A new framework for parsing semi structured textfiles
The NOMAD CoE parsers use the simple_parser.py
module for most of the parsers. While this module contains a lot of good ideas, it is probably not a good for new parsers.
Introduction
Why does the old library not work anymore?
- It was build for a streaming backend that we don't need anymore. The streaming backend introduced lots of unnecessary constraints about the order that data can be produced. This meant that a lot of data had to be temporarily stored in local variables and lead to the introduction of the "CachingBackend" with a complex systems to declare temporary data.
- It assumes that the structure of the input text matches the structure of the metainfo. Again, lots of temporary data.
- It is easy to get lost in its "syntax" (look at parsers to see what I mean).
- The API is very convoluted with various parser, nested contexts, backend classes. Ideally a parser would use one class and one object.
- The API allowed to write parsers that are not reusable for multiple parse runs. We have to reinitialise and re-compile all the involved regular expressions all the time.
- The code that controls the parsing and the code that post-processes the parsed data are separated, which makes it hard to understand what happens.
- There are no re-usable modules for re-occuring patterns, e.g. for vectors, matrices, etc.
- There are lots of different parser interfaces (
ParserInterface
,mainFunction
,SmartParser
) that the infrastructure needs to address. - Unit conversion was build into the parsing part and should have been handled by the backend/metainfo
- The general code organisation and quality in
python_common
is questionable. One big problem is that we cannot separate dependencies that all parsers need, from some that only a few need (e.g.mdanalysis
,mdtraj
). - There is no common mechanism to deal with multiple files and sub-parsers.
We should create a new framework for developing parsers for semi structured textfiles for the following reasons:
- There will be new parsers to write for the new projects.
- It would give us a fighting change to modernise the existing parsers-
- There are requests for more code support, hence more parsers.
- It is really hard to explain someone the "WTFs" of the old framework, because most of the reasons are gone by no.
The new framework should have the following features:
- There is a simple interface. A parser consist of one class, instances can be reused.
- It uses the new metainfo Python library. Target quantities can be addressed by paths; arbitrary sections can be addressed; there is no need for opening and closing sections in a particular order.

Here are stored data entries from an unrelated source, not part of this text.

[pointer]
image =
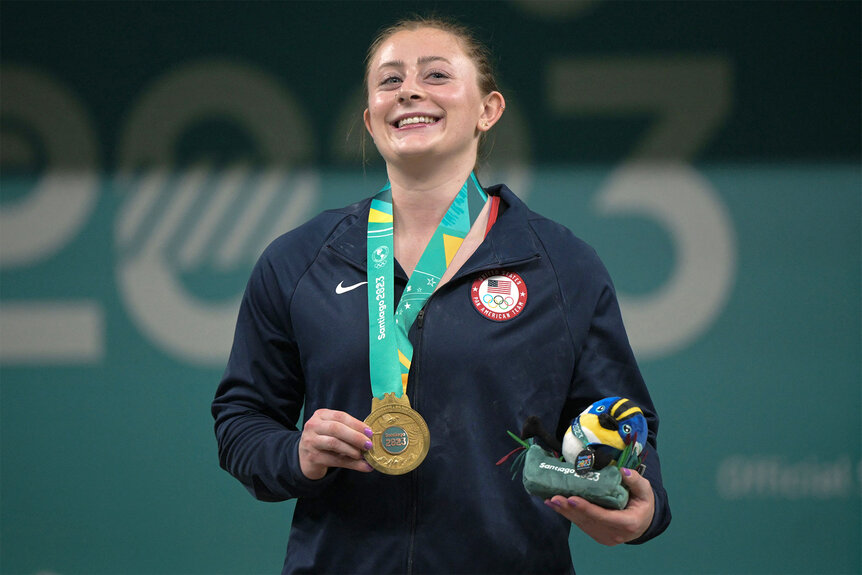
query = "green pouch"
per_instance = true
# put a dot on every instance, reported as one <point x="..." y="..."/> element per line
<point x="546" y="476"/>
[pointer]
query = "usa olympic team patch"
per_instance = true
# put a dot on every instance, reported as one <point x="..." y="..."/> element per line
<point x="499" y="295"/>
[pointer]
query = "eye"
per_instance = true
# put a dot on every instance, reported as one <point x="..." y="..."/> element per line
<point x="390" y="80"/>
<point x="437" y="75"/>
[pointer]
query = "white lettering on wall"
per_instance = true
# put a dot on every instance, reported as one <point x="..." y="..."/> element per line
<point x="689" y="98"/>
<point x="181" y="324"/>
<point x="52" y="210"/>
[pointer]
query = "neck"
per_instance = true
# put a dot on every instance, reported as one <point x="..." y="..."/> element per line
<point x="420" y="198"/>
<point x="419" y="202"/>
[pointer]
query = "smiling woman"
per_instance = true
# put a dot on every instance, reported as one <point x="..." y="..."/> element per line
<point x="432" y="246"/>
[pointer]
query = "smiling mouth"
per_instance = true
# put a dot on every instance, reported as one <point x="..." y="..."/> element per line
<point x="413" y="120"/>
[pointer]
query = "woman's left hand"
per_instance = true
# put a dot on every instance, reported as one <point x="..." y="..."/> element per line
<point x="611" y="526"/>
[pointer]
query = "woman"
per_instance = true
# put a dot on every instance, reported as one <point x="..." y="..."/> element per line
<point x="520" y="319"/>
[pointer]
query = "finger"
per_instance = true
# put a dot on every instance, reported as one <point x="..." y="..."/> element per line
<point x="337" y="432"/>
<point x="333" y="460"/>
<point x="347" y="419"/>
<point x="331" y="437"/>
<point x="638" y="485"/>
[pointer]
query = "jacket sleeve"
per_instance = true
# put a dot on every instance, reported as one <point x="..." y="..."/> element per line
<point x="605" y="365"/>
<point x="258" y="402"/>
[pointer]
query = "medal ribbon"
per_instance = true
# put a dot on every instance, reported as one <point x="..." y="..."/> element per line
<point x="390" y="351"/>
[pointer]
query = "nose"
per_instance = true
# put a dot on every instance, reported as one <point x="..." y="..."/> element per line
<point x="409" y="91"/>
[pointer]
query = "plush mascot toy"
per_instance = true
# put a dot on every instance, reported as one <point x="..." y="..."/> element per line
<point x="607" y="436"/>
<point x="612" y="430"/>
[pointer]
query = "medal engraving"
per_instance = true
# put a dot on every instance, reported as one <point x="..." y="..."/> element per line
<point x="401" y="437"/>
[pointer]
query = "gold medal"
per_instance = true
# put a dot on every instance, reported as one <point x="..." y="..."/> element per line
<point x="401" y="438"/>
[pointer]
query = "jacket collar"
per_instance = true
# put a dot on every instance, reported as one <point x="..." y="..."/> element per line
<point x="510" y="241"/>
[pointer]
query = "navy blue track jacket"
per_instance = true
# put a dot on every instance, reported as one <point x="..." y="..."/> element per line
<point x="472" y="378"/>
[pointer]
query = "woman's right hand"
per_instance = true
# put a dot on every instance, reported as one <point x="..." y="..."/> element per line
<point x="333" y="439"/>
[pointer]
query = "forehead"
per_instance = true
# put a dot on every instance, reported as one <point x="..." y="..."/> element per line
<point x="410" y="45"/>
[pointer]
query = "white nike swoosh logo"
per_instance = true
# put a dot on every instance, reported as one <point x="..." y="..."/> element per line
<point x="340" y="289"/>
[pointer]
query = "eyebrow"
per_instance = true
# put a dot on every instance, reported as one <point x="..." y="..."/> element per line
<point x="421" y="60"/>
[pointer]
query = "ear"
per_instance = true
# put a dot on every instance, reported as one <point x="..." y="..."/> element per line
<point x="366" y="117"/>
<point x="492" y="109"/>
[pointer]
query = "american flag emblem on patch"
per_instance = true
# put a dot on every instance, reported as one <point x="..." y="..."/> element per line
<point x="499" y="286"/>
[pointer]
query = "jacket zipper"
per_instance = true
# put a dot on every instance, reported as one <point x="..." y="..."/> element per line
<point x="414" y="479"/>
<point x="414" y="398"/>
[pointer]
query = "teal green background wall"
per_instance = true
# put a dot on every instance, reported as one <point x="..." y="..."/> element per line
<point x="708" y="150"/>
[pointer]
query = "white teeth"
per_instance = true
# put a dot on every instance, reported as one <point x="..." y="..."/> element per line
<point x="416" y="120"/>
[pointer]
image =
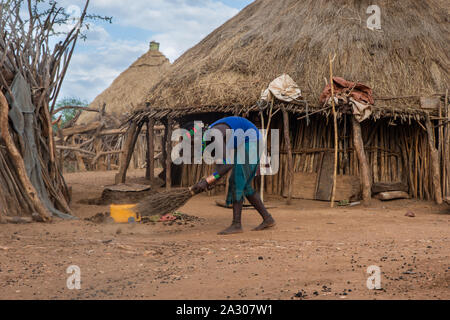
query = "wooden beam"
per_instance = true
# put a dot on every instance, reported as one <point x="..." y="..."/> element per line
<point x="287" y="140"/>
<point x="447" y="148"/>
<point x="150" y="172"/>
<point x="169" y="154"/>
<point x="128" y="149"/>
<point x="80" y="129"/>
<point x="75" y="149"/>
<point x="435" y="167"/>
<point x="366" y="185"/>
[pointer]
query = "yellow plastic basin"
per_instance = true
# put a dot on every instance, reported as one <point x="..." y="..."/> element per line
<point x="123" y="213"/>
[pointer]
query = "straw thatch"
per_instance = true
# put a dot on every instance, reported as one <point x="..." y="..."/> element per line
<point x="231" y="66"/>
<point x="130" y="87"/>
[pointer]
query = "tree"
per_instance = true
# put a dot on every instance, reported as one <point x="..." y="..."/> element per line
<point x="37" y="40"/>
<point x="66" y="115"/>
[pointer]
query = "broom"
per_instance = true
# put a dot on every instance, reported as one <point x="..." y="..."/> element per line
<point x="164" y="202"/>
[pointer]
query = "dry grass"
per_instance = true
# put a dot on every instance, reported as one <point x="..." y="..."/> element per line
<point x="231" y="66"/>
<point x="130" y="88"/>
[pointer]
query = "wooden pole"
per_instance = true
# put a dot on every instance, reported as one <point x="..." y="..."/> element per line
<point x="128" y="149"/>
<point x="434" y="161"/>
<point x="168" y="147"/>
<point x="336" y="140"/>
<point x="447" y="148"/>
<point x="358" y="142"/>
<point x="290" y="168"/>
<point x="150" y="172"/>
<point x="266" y="136"/>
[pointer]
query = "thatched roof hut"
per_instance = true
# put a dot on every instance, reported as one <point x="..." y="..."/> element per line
<point x="407" y="57"/>
<point x="404" y="62"/>
<point x="95" y="136"/>
<point x="130" y="87"/>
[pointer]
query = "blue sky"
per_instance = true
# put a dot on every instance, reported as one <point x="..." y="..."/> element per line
<point x="111" y="48"/>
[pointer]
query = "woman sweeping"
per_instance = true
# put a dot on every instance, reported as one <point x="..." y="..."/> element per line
<point x="244" y="169"/>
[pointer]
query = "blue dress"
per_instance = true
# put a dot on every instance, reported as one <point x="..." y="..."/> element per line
<point x="240" y="183"/>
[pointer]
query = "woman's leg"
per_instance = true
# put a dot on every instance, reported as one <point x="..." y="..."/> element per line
<point x="268" y="220"/>
<point x="236" y="225"/>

- Support for dealing with files: a mechanism that abstracts from the actual files; developers should not manually
open
files. Ideally the framework allows to parse files directly from the uploaded zip-file. - This list should be extended over time
Exercise
@himanel1 @ladinesa @temokmx @mscheidg We should all do this to brainstorm a new framework design.
Assume the new parser framework is already implemented. Using this fake input file and output metainfo as a references. What would the parser look like? Write some pseudo Python.
Input file, e.g. super_code.out:
2020/05/15
*** super_code v2 ***
system 1
--------
sites: H(1.23, 0, 0), H(-1.23, 0, 0), O(0, 0.33, 0)
latice: (0, 0, 0), (1, 0, 0), (1, 1, 0)
energy: 1.29372
*** This was done with magic source ***
*** x°42 ***
system 2
--------
sites: H(1.23, 0, 0), H(-1.23, 0, 0), O(0, 0.33, 0)
cell: (0, 0, 0), (1, 0, 0), (1, 1, 0)
energy: 1.29372
Output metainfo:
{
"section_run": [
{
"code_name": "super_code",
"code_version": "2",
"time": "2020-05-15-00:00:00",
"section_system": [
{
"atom_labels": ["H", "H", "O"],
"atom_positions": [[6.23e-18, 0, 0 ], ...
"lattice_vectors": [[0, 0, 0]. ...]
},
{
"atom_labels": ["H", "H", "O"],
"atom_positions": [[6.23e-18, 0, 0 ], ...
"lattice_vectors": [[0, 0, 0]. ...]
}
],
"section_scc": [
{
"scc_to_system_ref": "/section_run/0/section_system/0",
"energy_total": 3.28172e-18
"x_super_code_sites_magic_sauce": "x°42"
},
{
"scc_to_system_ref": "/section_run/0/section_system/1",
"energy_total": 3.28172e-18
}
]
}
]
}
Please put your solutions in separate comments and discuss.